Maya memang berusia dua tahun lebih tua dari ku, sekitar 33 tahun usianya. Sementara aku masih 31 tahun. Karena itu aku biasa memanggilnya mbak.

"padahal aku sudah ngantuk banget, mbak. Semalam gak tidur, karena tugas." lanjutku berucap lagi.

"ya udah, kamu istirahat di rumah mbak aja." tawar Maya.

"gak usah, mbak. Saya nunggu istri saya aja." balas ku.

"tapi istri kamu kan masih lama pulangnya, Jun. Biasanya kan ia pulang siang. Sekarang masih jam delapan loh, Jun." ucap Maya lagi.

"tapi aku gak enak, mbak. Masuk ke rumah mbak Maya." balasku sungkan.

"udah, gak apa-apa, Jun. Kan cuma numpang tidur doang." ucap Maya meyakinkan.
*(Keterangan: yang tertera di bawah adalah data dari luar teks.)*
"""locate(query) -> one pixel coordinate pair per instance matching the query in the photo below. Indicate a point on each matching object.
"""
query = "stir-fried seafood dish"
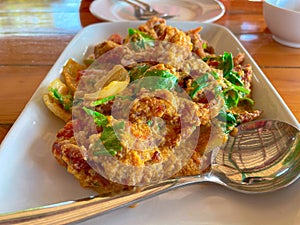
(147, 106)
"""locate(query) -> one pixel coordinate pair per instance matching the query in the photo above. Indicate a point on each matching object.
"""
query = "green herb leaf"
(65, 100)
(103, 100)
(99, 119)
(226, 63)
(164, 80)
(138, 71)
(141, 39)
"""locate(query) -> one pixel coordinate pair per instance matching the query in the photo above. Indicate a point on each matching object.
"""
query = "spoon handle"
(83, 209)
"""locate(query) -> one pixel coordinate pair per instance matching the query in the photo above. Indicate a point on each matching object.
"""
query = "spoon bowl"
(263, 156)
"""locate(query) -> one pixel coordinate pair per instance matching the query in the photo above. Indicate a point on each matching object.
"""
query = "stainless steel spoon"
(143, 11)
(264, 156)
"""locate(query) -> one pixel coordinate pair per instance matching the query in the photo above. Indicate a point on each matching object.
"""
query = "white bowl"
(283, 19)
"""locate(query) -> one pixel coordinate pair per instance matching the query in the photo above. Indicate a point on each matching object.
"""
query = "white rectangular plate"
(30, 176)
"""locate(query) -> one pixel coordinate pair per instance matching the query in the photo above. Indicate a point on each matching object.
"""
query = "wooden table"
(34, 33)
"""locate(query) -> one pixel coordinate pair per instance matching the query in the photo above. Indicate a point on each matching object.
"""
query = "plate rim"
(107, 19)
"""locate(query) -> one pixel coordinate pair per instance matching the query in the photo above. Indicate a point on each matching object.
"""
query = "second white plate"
(185, 10)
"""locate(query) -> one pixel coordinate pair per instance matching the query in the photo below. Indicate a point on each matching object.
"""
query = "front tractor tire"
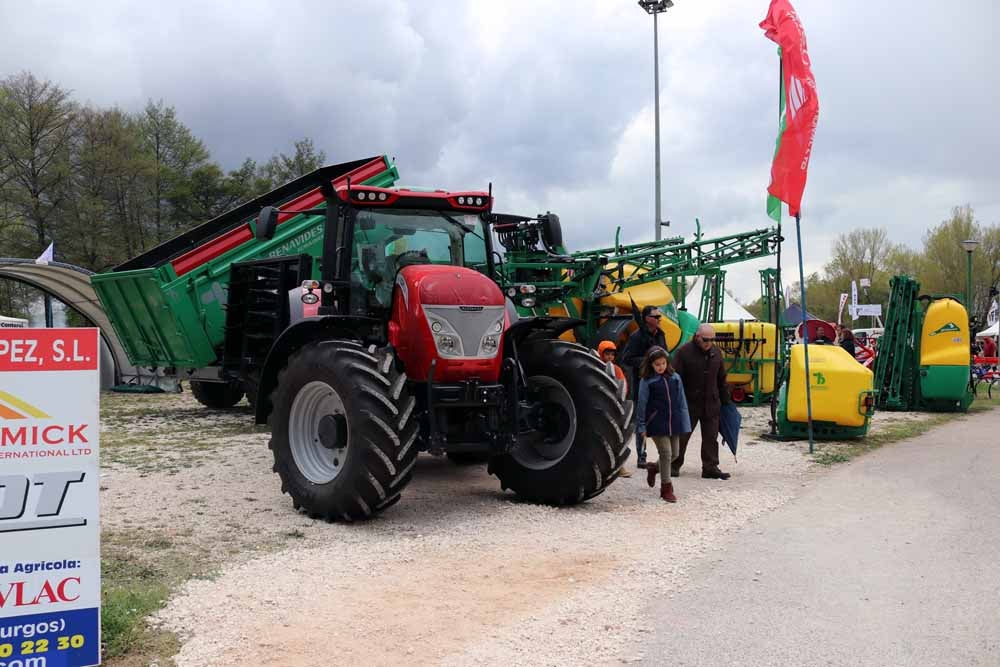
(217, 395)
(574, 440)
(343, 434)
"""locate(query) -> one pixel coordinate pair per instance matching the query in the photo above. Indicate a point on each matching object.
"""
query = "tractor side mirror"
(267, 222)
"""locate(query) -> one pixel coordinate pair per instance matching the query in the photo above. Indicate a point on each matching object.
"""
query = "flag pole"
(805, 329)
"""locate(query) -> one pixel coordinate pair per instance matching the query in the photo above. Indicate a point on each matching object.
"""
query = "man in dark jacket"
(646, 336)
(701, 369)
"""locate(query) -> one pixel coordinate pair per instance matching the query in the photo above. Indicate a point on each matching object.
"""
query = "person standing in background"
(608, 351)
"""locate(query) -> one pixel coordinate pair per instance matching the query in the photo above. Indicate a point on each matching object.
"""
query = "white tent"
(731, 309)
(992, 331)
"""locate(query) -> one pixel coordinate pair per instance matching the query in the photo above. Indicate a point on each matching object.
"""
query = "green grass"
(139, 570)
(841, 452)
(983, 404)
(833, 453)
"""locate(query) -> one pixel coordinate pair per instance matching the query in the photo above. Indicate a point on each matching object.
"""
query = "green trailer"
(168, 305)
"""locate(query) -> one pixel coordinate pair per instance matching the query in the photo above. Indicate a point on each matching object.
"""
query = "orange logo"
(11, 407)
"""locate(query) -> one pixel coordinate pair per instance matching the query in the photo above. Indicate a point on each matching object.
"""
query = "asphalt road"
(891, 559)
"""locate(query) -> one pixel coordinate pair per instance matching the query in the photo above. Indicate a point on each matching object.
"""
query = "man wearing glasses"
(704, 376)
(646, 336)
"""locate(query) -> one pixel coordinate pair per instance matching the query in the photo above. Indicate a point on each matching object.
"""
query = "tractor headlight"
(446, 339)
(491, 343)
(445, 343)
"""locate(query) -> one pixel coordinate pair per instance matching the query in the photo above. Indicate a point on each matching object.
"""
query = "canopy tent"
(12, 323)
(792, 317)
(71, 285)
(992, 331)
(731, 308)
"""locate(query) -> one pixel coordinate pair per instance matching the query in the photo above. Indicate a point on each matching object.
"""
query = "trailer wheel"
(342, 430)
(573, 438)
(217, 395)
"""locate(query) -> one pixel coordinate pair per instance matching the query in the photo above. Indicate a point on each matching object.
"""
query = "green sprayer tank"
(944, 353)
(168, 305)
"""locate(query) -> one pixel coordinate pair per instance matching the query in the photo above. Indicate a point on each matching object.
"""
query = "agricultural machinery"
(365, 324)
(923, 356)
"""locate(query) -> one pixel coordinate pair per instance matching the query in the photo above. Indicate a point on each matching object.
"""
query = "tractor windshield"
(386, 240)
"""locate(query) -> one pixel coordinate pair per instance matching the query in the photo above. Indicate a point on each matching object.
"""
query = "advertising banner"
(50, 585)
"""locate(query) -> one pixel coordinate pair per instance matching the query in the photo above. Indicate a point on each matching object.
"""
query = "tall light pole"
(656, 7)
(969, 245)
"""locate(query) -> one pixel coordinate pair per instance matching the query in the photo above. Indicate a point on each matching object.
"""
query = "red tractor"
(404, 344)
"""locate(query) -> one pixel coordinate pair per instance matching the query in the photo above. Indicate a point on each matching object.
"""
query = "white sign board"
(868, 310)
(50, 557)
(840, 311)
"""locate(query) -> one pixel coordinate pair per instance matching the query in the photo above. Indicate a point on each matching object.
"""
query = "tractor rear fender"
(300, 334)
(536, 328)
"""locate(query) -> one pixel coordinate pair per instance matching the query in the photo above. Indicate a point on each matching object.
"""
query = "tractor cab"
(388, 240)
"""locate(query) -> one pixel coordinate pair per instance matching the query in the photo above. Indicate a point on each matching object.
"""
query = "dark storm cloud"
(552, 101)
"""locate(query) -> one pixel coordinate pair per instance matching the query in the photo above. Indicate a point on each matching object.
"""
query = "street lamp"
(656, 7)
(969, 245)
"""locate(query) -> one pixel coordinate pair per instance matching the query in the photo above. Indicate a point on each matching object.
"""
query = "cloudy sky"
(552, 102)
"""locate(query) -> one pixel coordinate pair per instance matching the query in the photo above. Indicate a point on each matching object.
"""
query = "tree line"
(940, 266)
(106, 184)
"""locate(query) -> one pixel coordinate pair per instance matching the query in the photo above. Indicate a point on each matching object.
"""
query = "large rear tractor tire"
(342, 430)
(574, 440)
(217, 395)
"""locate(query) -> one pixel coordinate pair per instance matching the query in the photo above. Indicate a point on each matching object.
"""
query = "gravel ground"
(457, 573)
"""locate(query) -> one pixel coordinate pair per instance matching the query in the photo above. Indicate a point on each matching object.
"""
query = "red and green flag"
(798, 109)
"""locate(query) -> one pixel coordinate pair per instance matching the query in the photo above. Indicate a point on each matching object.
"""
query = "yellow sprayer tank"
(757, 352)
(648, 294)
(654, 293)
(842, 389)
(944, 351)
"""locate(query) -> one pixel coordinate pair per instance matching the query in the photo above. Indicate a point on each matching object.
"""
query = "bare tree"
(35, 142)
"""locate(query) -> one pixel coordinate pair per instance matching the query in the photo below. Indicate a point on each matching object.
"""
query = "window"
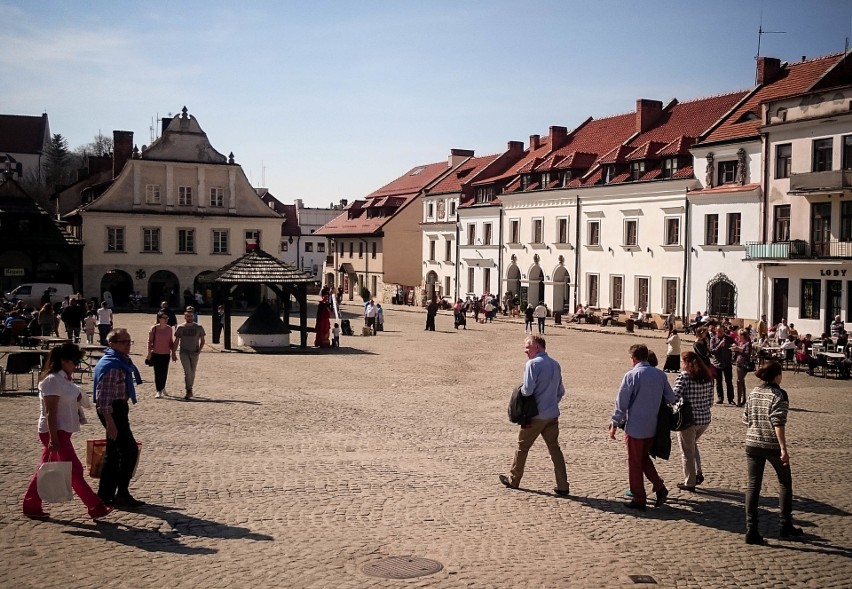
(594, 237)
(185, 195)
(514, 231)
(734, 226)
(809, 307)
(670, 167)
(616, 299)
(538, 231)
(783, 157)
(562, 230)
(822, 155)
(711, 229)
(631, 232)
(217, 197)
(186, 241)
(846, 223)
(637, 169)
(672, 236)
(152, 194)
(115, 239)
(592, 292)
(781, 223)
(151, 240)
(727, 172)
(643, 287)
(220, 242)
(847, 152)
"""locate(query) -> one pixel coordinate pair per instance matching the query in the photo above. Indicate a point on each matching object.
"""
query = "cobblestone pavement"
(298, 470)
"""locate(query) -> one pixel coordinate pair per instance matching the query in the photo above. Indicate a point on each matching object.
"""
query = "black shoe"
(127, 502)
(790, 531)
(506, 482)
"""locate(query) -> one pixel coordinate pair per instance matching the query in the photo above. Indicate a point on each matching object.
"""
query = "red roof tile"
(795, 78)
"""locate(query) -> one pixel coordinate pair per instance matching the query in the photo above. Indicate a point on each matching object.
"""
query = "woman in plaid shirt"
(695, 384)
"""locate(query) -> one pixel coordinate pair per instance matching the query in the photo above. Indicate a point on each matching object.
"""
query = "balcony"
(798, 249)
(819, 183)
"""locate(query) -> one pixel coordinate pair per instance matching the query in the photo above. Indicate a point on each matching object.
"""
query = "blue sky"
(337, 98)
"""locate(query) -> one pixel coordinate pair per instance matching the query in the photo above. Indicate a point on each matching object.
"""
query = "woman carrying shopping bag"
(60, 417)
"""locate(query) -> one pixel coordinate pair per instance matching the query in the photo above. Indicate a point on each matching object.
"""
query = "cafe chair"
(17, 365)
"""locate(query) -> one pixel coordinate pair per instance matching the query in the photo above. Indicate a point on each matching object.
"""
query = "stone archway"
(722, 297)
(536, 288)
(163, 285)
(119, 284)
(561, 289)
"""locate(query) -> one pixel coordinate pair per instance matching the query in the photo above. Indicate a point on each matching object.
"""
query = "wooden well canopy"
(259, 267)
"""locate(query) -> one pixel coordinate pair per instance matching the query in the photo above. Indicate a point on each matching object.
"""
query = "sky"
(324, 100)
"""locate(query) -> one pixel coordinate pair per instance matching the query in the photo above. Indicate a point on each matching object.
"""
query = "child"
(335, 336)
(90, 324)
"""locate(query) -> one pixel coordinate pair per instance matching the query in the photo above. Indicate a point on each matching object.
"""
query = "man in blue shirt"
(543, 380)
(636, 408)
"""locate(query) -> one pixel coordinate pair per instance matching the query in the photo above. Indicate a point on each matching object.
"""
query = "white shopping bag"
(54, 482)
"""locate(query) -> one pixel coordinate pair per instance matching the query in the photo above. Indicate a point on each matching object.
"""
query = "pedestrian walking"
(542, 380)
(189, 339)
(60, 400)
(636, 407)
(765, 414)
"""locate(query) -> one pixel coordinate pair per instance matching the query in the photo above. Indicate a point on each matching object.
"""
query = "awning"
(479, 262)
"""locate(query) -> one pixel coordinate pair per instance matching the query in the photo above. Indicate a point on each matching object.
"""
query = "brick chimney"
(122, 149)
(767, 68)
(647, 113)
(457, 156)
(535, 142)
(558, 137)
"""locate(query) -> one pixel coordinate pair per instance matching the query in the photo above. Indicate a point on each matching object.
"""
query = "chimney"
(534, 142)
(122, 149)
(767, 68)
(457, 156)
(558, 137)
(647, 113)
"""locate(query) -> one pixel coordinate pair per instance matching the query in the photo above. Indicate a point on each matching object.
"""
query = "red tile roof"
(23, 134)
(795, 78)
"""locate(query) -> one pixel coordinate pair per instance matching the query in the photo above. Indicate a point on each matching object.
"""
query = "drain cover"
(402, 567)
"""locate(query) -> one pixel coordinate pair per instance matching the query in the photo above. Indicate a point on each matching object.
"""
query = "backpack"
(521, 409)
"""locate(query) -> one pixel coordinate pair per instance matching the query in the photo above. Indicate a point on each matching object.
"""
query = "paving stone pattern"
(298, 470)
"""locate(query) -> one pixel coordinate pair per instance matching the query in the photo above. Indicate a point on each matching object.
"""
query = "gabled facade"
(804, 250)
(375, 242)
(177, 211)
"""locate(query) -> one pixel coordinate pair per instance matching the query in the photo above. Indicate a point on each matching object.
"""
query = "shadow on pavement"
(164, 541)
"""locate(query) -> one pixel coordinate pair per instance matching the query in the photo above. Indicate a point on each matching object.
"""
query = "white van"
(32, 292)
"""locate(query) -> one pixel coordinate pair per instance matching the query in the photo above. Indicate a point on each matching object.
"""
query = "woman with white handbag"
(60, 417)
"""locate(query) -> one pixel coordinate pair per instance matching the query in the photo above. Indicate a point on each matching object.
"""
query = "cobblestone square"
(297, 470)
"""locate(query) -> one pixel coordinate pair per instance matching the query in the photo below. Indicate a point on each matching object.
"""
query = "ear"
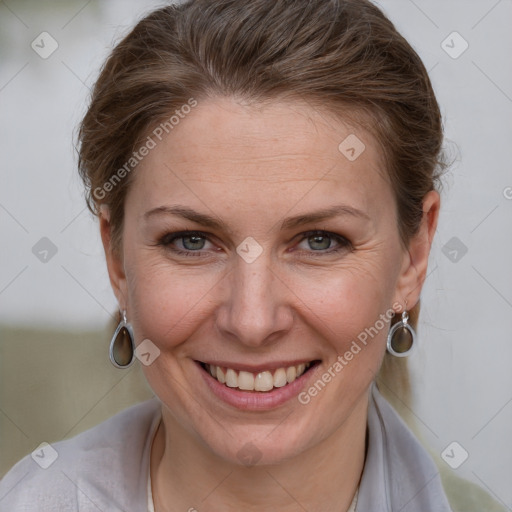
(415, 262)
(115, 265)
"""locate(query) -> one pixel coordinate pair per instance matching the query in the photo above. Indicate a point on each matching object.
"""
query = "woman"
(264, 174)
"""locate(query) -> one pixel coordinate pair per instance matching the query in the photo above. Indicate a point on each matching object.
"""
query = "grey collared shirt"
(106, 468)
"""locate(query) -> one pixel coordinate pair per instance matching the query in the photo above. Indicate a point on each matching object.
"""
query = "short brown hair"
(343, 55)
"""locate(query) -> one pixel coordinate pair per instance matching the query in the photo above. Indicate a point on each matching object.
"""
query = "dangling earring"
(122, 351)
(401, 337)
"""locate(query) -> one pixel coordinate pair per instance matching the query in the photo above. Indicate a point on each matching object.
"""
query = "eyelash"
(169, 238)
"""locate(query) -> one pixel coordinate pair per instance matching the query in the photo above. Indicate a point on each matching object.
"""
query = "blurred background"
(56, 305)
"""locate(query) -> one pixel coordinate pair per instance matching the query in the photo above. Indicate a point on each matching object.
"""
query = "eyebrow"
(288, 223)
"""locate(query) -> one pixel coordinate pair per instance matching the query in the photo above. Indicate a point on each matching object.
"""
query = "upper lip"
(271, 365)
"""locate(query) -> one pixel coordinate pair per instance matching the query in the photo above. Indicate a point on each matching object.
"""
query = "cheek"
(167, 304)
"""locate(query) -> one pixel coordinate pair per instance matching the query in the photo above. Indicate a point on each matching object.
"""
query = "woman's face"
(260, 286)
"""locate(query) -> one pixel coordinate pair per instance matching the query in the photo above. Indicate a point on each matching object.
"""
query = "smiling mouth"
(263, 381)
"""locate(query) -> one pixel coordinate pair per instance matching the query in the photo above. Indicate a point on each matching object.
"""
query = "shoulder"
(102, 468)
(408, 477)
(408, 459)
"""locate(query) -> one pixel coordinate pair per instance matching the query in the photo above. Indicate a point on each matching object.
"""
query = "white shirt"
(107, 468)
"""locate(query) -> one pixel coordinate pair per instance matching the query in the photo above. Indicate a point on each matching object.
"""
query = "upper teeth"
(262, 381)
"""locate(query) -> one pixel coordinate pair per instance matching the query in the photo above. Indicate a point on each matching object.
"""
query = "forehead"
(288, 152)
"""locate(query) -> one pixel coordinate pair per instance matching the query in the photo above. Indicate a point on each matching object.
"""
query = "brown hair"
(343, 55)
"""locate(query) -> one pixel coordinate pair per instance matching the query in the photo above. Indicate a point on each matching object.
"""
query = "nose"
(256, 310)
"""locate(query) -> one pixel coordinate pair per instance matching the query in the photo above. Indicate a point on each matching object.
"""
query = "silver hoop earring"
(122, 345)
(401, 337)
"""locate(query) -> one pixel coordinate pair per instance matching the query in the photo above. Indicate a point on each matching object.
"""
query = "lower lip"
(256, 400)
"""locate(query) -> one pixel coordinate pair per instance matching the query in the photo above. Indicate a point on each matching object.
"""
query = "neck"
(186, 475)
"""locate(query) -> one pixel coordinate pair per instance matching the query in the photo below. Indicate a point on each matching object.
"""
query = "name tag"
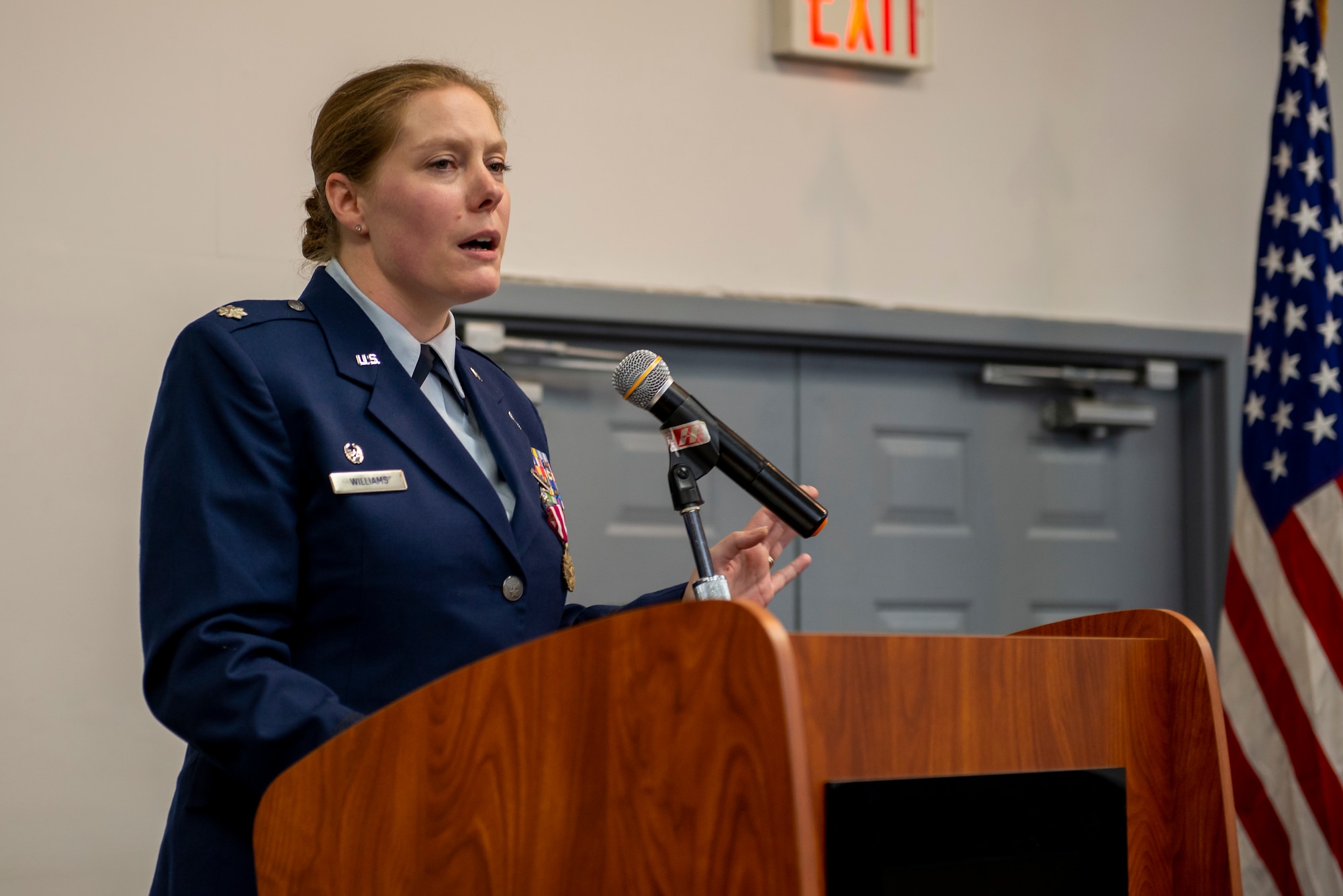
(369, 481)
Aku berpikir sejenak. Sebenarnya aku merasa sungkan untuk masuk ke rumah Maya. Tapi aku juga sudah tidak bisa menahan kantuk ku.

Aku pun akhirnya menerima tawaran Maya, untuk beristirahat di rumahnya.

Aku melangkah dengan sedikit ragu memasuki rumah tersebut. Maya ikut masuk bersama ku.

Ia kemudian memberikan aku sebuah bantal, untuk aku berguling di ruang tengah rumahnya.

Ruangan itu memang agak sempit, karena semua peralatan menjahit Maya berada di ruangan itu.

Aku jadi sedikit kesusahan untuk sekedar berbaring.

Maya sepertinya juga menyadari hal tersebut.

"kamu tidurnya di kamar aku aja, Jun." tawar Maya.

"tapi aku gak enak loh, mbak." balas ku berusaha menolak.

"tapi kamu gak mungkin bisa tidur di situ, Jun. Jadi lebih nyaman kalau kamu tidurnya di kamar aja." ucap Maya sedikit bersikeras.

Karena merasa tidak enak hati menolak kebaikan Maya, dan juga karena memang di ruangan itu aku tidak bisa tidur dengan nyaman, aku pun menerima tawaran dari Maya.

Aku segera bangkit dan berjalan menuju kamar Maya.

Sesampai di dalam, aku pun segera merebahkan tubuh ku di atas ranjang dalam kamar tersebut. Saat itulah aku menyadari, kalau dari tadi Maya selalu memperhatikan ku.

"mbak kok lihatnya gitu?" tanya ku bergetar.

"kamu tampan dan gagah sekali, Jun. Aku suka lihat kamu." ucap Maya cukup berani.

"ah, mbak Maya bisa aja." balas ku salah tingkah.

"kamu kan tahu sendiri, Jun. Aku ini sudah hampir setengah tahun menjanda. Aku selalu merasa kesepian. Dan jujur saja, aku sering memikirkan kamu malam-malam, untuk sekedar mengisi kesepian ku." ucap Maya lagi, sambil ia mulai melangkah mendekati ku.

Aku terpaku menyadari itu semua. Sungguh tak pernah terpikir oleh ku, kalau Maya akan berucap demikian.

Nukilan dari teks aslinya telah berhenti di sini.